Jim Capicotto was unable to walk, confused and extremely weak.
For more than two weeks, the 75-year-old Calabash, North Carolina, resident was hospitalized as he battled COVID-19. He successfully beat the illness, but it robbed him of the strength and coordination he needed to perform even the most basic of day-to-day activities.
Already battling the effects of Parkinson’s disease, Capicotto and his partner, Joyce Klein, weren’t sure what the future held for the U.S. Navy veteran.
“It really threw him for a loop,” says Klein. “It was really hard to see him so sick. He was pretty critical.”
To help regain his strength and mobility, Capicotto was sent to Tidelands Health Rehabilitation Hospital at Little River, an affiliate of Encompass Health, where he underwent 10 days of intensive therapy to help restore the function he’d lost.
Improvement was swift – much faster than either Capicotto or Klein expected.
“All the dedicated doctors, nurses, aids, physical therapists, OT and speech (therapists) have made the difference to his well-being,” wrote Klein in a thank-you card to the staff. “It was with your help and dedication that has put him on the path to resume his normal activities.”
The first signs of trouble
When Capicotto developed a cough in late June that wouldn’t go away, Klein took him to a care provider near their North Carolina home for a COVID-19 test, which came back positive. He was sent home to fight the infection, but as the days passed, he grew weaker, lost his appetite and became dehydrated. He never developed a fever, which is one of the most common symptoms of the virus.

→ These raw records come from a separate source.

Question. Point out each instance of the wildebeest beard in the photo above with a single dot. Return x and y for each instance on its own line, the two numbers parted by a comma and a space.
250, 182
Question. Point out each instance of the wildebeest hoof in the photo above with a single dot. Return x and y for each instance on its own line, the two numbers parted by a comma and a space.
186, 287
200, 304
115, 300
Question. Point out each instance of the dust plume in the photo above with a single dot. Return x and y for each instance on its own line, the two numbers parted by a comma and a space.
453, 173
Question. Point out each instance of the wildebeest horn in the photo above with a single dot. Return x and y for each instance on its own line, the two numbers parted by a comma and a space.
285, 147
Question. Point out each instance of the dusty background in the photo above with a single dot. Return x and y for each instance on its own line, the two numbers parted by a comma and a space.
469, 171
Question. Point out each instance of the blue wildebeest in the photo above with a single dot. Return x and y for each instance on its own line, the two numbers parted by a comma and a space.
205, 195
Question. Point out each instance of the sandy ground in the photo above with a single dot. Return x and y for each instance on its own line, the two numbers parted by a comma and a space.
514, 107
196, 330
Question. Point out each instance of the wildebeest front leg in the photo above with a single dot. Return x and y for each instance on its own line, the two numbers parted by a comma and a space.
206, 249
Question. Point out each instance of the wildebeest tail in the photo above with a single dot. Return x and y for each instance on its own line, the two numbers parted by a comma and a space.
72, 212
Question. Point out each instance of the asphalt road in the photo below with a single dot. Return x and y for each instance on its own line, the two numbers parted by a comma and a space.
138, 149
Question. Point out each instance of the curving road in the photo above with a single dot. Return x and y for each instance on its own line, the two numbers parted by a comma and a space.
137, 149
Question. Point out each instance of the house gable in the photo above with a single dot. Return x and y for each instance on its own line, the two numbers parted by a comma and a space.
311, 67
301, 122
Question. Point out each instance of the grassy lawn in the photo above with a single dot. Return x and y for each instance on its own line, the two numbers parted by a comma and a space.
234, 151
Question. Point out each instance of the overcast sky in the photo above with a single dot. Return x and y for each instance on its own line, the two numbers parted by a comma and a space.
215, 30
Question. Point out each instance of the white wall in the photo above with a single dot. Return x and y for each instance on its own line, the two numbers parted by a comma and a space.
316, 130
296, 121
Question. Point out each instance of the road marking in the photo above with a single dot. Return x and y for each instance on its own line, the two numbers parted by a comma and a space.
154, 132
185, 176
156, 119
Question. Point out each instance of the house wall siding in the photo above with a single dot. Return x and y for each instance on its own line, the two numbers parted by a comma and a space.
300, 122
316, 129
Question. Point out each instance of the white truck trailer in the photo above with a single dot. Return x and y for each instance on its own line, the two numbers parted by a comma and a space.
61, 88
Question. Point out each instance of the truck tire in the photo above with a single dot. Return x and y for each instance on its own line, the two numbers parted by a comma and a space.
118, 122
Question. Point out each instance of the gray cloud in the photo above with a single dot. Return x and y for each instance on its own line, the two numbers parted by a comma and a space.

“When he started talking out of his head, I took him to the hospital,” Klein says. “He spent 2 ½ weeks in the hospital. He was totally out of his mind, extremely agitated and so weak he couldn’t even talk.”
The retired retail manager moved to North Carolina in 2010, two years after receiving his Parkinson’s diagnosis. Parkinson’s disease is a degenerative neurological disorder that can lead to shaking, stiffness and difficulty with walking, balance, coordination and memory.
“Up until this point, it hadn’t really bothered me at all,” Capicotto says. “I was able to do what I wanted to do. Just in the last year, I started to show signs of it changing. My short-term memory is a big problem now.”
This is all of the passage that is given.